C’est lors d’un événement d’envergure, le Forum africain de l’eau, que le président Mahamat Idriss Déby Itno a officialisé cette décision audacieuse. Une réforme qui s’inscrit dans une logique de renforcement des échanges et de coopération continentale.
D’ici 2027, tout détenteur d’un passeport africain pourra fouler le sol tchadien sans formalité préalable. Une avancée majeure qui positionne le pays parmi les pionniers de l’intégration africaine, aux côtés du Rwanda, du Bénin, de la Gambie, du Kenya ou encore des Seychelles.
N’Djamena dans le cercle restreint des nations sans frontières
Avec cette mesure, le Tchad brise un tabou en Afrique centrale, région souvent perçue comme moins accessible. Enclavé entre le Sahel, l’Afrique du Nord et l’Afrique centrale, le pays mise sur cette ouverture pour dynamiser son économie et renforcer ses liens avec le continent.
« L’accès sans visa aux ressortissants africains marquera un tournant pour nos échanges économiques et notre influence diplomatique. » — Mahamat Idriss Déby Itno, Président de la République du Tchad.
Un engagement concret envers l’Union africaine et la ZLECAf
Cette initiative s’aligne sur les ambitions de l’Union africaine (UA), qui milite depuis des années pour la suppression des barrières administratives. La Zone de libre-échange continentale africaine (ZLECAf) vise à stimuler le commerce intra-africain, et le Tchad y contribue activement en facilitant les déplacements.
Les retombées attendues sont multiples :
- Économie : Accueil facilité pour les entrepreneurs et investisseurs africains.
- Culture et sciences : Renforcement des collaborations régionales.

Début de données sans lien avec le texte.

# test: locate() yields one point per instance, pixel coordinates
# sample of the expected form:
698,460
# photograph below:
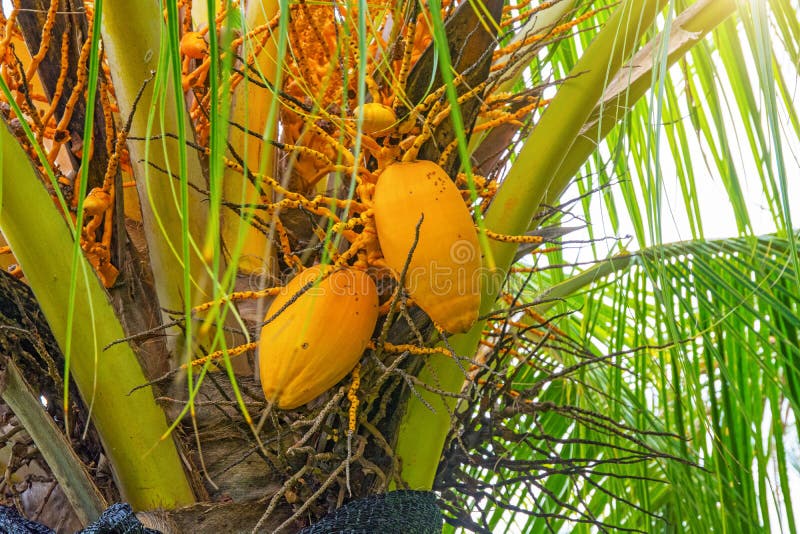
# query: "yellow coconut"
444,273
318,334
379,120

- Tourisme : Attractivité accrue pour les visiteurs du continent.
Sécurité et logistique : les défis d’une transition ambitieuse
Si l’annonce est saluée par les défenseurs du panafricanisme, sa mise en œuvre exigera des adaptations majeures. Le Tchad, situé à proximité du Soudan, de la Libye, de la République centrafricaine, du Niger et du Nigeria, devra concilier fluidité et sécurité.
La modernisation des contrôles aux frontières, notamment via la numérisation des fichiers policiers, sera un prérequis pour garantir une transition fluide d’ici 2027. Une ambition qui pourrait inspirer d’autres nations africaines à suivre cet exemple.